Issue #95: Viruses, Vaccines and COVID-19: joining battle in the pneumonic lung

Last week (#94) we discussed how, in someone vaccinated against the spike protein of the original SARS-CoV-2 Wuhan strain who has then been infected with the Omicron variant, enlarged, ‘activated’, immune-effector T cells and B cells will start to move out of the lymphoid tissue in the head and neck region to travel, via the lymph, to the venous circulation. That process takes days and, of course, once the lung is infected, the mediastinal lymph nodes in the chest will also be involved. But this doesn’t mean that any of these new immune cells will move straight to sites of virus replication. Their only access is via the ‘highways, then minor byways’ of the vasculature.

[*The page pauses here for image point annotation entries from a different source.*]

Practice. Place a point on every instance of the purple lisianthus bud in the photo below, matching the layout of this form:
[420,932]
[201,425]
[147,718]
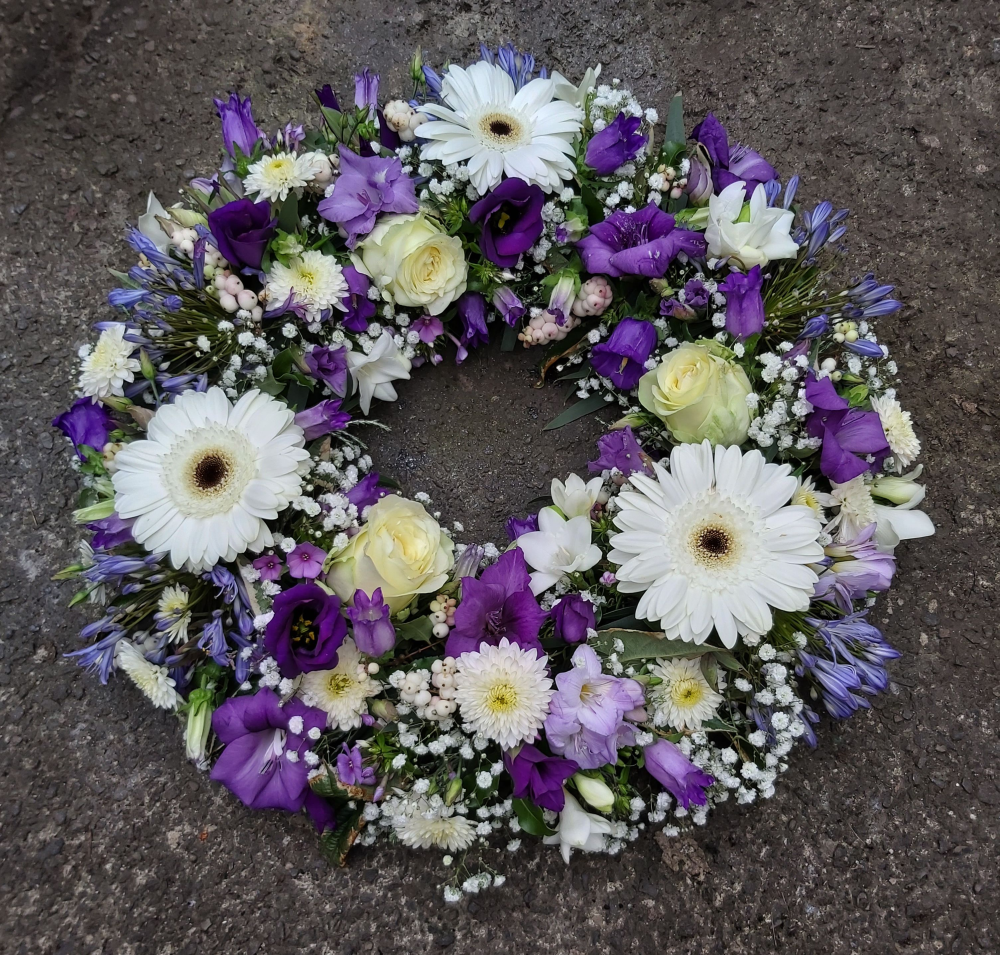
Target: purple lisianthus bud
[86,423]
[242,230]
[373,631]
[618,143]
[623,356]
[511,217]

Once in the circulation, our immune cells (or any antibodies that have been made in the lymphoid tissue) will flow in venous blood to the right side of the heart to then be pumped by the smaller right ventricle directly into the lung. There, at the capillary bed of the terminal lung alveoli, the red blood cells (RBCs) exchange CO2 for the air-supplied O2 that transforms the dark red of deoxygenated RBC haemoglobin (venous) to the bright red of the oxygenated form (arterial). The O2 -refreshed blood then travels via the four pulmonary veins, two each for the right and left lung, to the right ventricle, then the powerful left ventricle of the heart to be pumped around the body.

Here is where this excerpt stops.